Politically, the Taliban’s authoritarian rule and international isolation deter large-scale foreign support or investment, perpetuating a subsistence economy. Even modest improvements in agriculture are insufficient to offset the massive decline in services and industry.
8 - Argentina
Argentina is plagued by chronic mismanagement, high inflation and debt distress. Over the past decade, recurring crises have undermined what was once a thriving middle-income economy in Latin America.
Between 2023 and 2024, inflation rose to 211%, the highest level since the early 1990s, as the Argentine peso lost much of its value in parallel exchange markets.

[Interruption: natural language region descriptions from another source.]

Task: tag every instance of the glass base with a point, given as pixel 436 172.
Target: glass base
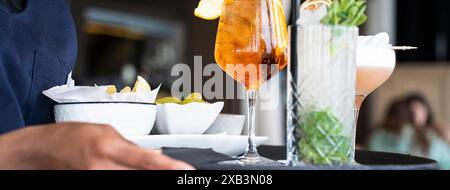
pixel 252 160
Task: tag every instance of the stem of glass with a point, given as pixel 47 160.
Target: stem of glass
pixel 252 152
pixel 358 104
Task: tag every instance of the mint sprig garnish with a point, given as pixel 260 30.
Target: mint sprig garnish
pixel 322 139
pixel 346 13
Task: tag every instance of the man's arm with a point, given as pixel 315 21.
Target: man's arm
pixel 78 146
pixel 10 111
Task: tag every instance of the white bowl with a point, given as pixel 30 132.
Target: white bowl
pixel 129 119
pixel 230 124
pixel 189 119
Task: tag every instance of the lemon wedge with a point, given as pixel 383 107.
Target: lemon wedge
pixel 194 97
pixel 167 100
pixel 141 85
pixel 209 9
pixel 111 89
pixel 125 90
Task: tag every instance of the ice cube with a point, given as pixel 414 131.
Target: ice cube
pixel 312 16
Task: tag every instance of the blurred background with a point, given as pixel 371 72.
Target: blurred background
pixel 121 39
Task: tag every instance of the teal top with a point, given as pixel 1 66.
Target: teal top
pixel 439 149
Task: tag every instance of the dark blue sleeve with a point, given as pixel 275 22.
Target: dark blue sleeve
pixel 10 112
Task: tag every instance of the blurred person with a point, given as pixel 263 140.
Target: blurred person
pixel 410 128
pixel 37 51
pixel 430 138
pixel 394 134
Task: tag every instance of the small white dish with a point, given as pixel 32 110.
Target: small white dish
pixel 231 124
pixel 225 144
pixel 128 118
pixel 193 118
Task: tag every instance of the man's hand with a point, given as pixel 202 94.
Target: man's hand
pixel 78 146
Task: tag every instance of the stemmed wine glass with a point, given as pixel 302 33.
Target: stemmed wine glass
pixel 251 47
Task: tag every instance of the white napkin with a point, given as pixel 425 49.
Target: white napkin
pixel 69 93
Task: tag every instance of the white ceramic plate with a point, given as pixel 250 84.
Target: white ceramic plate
pixel 225 144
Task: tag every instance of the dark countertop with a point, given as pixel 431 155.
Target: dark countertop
pixel 206 159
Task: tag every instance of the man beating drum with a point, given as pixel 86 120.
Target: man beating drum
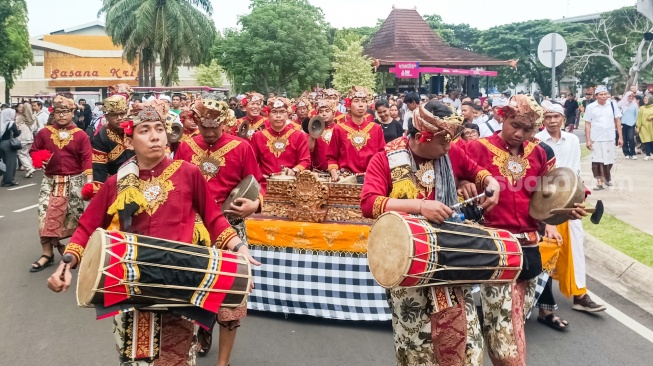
pixel 152 195
pixel 416 174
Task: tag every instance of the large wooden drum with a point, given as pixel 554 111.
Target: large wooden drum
pixel 410 251
pixel 123 268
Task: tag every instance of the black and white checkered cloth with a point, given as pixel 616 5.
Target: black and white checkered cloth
pixel 316 283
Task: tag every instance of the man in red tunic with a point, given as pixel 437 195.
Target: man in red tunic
pixel 152 195
pixel 303 111
pixel 355 140
pixel 416 174
pixel 320 146
pixel 253 103
pixel 517 163
pixel 224 161
pixel 280 148
pixel 68 176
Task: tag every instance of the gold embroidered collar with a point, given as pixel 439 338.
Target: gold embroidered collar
pixel 358 138
pixel 277 145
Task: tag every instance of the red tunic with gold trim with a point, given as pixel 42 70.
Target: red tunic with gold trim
pixel 255 124
pixel 288 148
pixel 517 173
pixel 224 164
pixel 70 147
pixel 352 146
pixel 378 180
pixel 175 191
pixel 318 155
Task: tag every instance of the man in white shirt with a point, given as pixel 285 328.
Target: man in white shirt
pixel 488 128
pixel 602 118
pixel 571 261
pixel 41 114
pixel 411 101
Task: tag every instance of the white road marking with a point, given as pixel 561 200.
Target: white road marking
pixel 26 208
pixel 21 187
pixel 624 319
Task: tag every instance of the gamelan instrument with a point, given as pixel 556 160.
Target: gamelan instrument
pixel 314 126
pixel 555 197
pixel 247 188
pixel 410 251
pixel 121 268
pixel 243 130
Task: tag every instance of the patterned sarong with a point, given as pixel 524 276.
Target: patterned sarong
pixel 60 205
pixel 154 339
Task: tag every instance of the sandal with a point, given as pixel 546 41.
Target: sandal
pixel 205 339
pixel 554 322
pixel 39 267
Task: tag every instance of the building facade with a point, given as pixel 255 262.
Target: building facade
pixel 79 59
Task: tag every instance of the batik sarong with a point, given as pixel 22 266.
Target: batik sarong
pixel 230 317
pixel 154 339
pixel 60 205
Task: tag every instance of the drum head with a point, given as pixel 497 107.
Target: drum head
pixel 88 279
pixel 247 188
pixel 390 249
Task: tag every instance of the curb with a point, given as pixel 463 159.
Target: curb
pixel 632 274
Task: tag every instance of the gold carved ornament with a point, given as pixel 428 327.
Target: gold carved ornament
pixel 277 145
pixel 358 138
pixel 210 163
pixel 512 167
pixel 308 196
pixel 61 138
pixel 155 190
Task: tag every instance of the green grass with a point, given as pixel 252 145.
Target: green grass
pixel 623 237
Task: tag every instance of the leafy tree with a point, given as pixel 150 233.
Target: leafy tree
pixel 14 42
pixel 282 44
pixel 617 37
pixel 174 31
pixel 209 75
pixel 350 66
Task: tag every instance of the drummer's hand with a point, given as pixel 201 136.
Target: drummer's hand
pixel 488 203
pixel 243 207
pixel 435 211
pixel 579 212
pixel 244 250
pixel 551 233
pixel 55 283
pixel 334 175
pixel 467 189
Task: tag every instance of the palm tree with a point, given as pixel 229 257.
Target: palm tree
pixel 176 32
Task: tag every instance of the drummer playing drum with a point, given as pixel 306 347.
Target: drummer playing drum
pixel 224 160
pixel 416 175
pixel 152 195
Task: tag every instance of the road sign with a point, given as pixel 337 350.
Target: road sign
pixel 552 50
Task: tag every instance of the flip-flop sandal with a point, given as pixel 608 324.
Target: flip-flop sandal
pixel 39 267
pixel 551 321
pixel 205 340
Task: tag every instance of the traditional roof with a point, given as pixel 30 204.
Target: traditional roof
pixel 406 37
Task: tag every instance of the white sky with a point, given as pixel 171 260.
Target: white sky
pixel 47 16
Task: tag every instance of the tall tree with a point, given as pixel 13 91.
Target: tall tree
pixel 618 38
pixel 350 66
pixel 14 42
pixel 176 32
pixel 282 46
pixel 209 75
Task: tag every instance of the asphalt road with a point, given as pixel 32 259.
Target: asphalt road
pixel 40 327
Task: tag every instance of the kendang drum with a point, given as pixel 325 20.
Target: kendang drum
pixel 123 268
pixel 410 251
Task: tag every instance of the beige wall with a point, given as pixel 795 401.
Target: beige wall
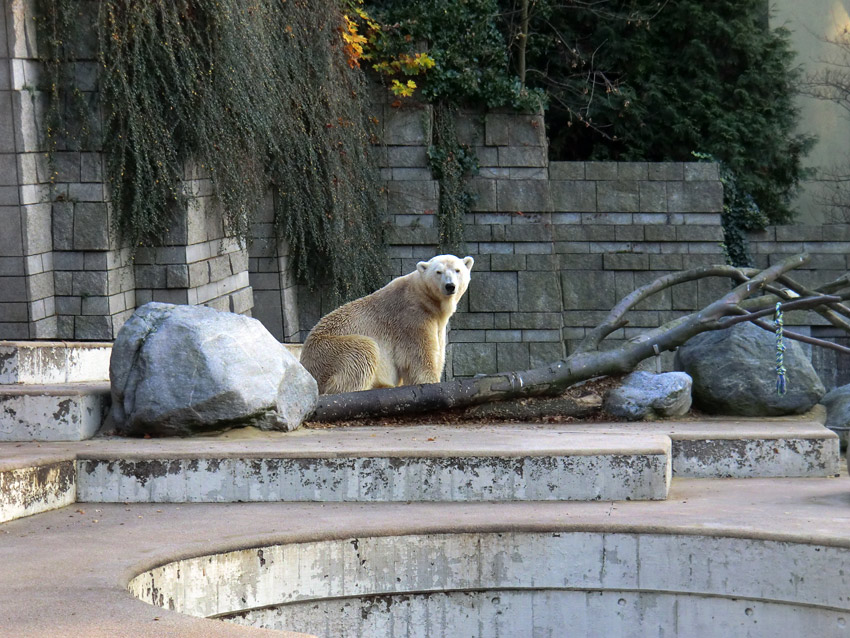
pixel 811 22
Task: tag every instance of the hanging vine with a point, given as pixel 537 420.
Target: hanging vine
pixel 451 163
pixel 254 94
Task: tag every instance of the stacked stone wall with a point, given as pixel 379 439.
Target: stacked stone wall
pixel 63 272
pixel 556 244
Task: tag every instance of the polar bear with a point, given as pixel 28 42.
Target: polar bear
pixel 395 336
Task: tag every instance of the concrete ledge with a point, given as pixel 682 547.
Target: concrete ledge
pixel 719 448
pixel 45 362
pixel 106 546
pixel 515 584
pixel 379 465
pixel 31 489
pixel 56 412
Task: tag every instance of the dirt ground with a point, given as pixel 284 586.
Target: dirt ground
pixel 580 402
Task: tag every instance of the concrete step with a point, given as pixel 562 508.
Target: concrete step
pixel 746 448
pixel 372 464
pixel 35 483
pixel 52 412
pixel 46 362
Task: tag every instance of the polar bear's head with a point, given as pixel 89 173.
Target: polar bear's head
pixel 447 274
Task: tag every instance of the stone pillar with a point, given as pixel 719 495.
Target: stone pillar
pixel 198 263
pixel 26 259
pixel 275 292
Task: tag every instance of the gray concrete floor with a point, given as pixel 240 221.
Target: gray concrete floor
pixel 64 573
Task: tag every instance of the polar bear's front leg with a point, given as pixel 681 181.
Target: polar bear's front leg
pixel 425 363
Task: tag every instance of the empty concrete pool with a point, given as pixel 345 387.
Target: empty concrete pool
pixel 517 584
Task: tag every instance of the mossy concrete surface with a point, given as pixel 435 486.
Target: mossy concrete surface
pixel 65 573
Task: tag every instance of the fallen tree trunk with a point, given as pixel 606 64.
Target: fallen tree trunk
pixel 740 304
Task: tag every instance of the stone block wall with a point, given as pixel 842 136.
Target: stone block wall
pixel 275 292
pixel 556 244
pixel 63 273
pixel 198 263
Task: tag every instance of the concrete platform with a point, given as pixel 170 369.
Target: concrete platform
pixel 48 362
pixel 52 412
pixel 745 448
pixel 371 464
pixel 98 549
pixel 31 484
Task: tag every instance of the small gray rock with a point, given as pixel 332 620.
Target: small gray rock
pixel 734 373
pixel 181 370
pixel 645 396
pixel 837 404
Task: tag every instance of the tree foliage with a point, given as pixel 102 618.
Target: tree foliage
pixel 255 94
pixel 662 81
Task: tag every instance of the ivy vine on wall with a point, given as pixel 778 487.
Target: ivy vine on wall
pixel 254 94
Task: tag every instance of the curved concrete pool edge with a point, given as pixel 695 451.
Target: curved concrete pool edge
pixel 66 572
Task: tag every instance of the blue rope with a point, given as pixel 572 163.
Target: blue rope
pixel 778 322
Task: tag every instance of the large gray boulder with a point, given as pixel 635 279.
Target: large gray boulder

Real GDP is projected to fall by 2-3% in 2023 and 3.5% in 2024, due to a severe drought that has hit agricultural exports and a wave of monetary instability. More than half of Argentines now live below the poverty line, a stark sign of the collapse in purchasing power.
Behind these difficulties lies Argentina’s repeated failure to rein in its deficit and limit currency issuance, leading to a cycle of currency devaluation. Political volatility, amplified by a polarizing 2023 election, is exacerbating the crisis. Some forecasts suggest a strong recovery is possible if radical reforms, such as full dollarization, take hold.
However, Argentina’s track record of incompletely implemented measures and sudden policy reversals limits the positive outlook. Until inflation is contained decisively and structural reforms are implemented, Argentina will remain one of the worst-performing economies in 2025, suffering from recurrent currency shocks, rising poverty, and the constant threat of default on its debt.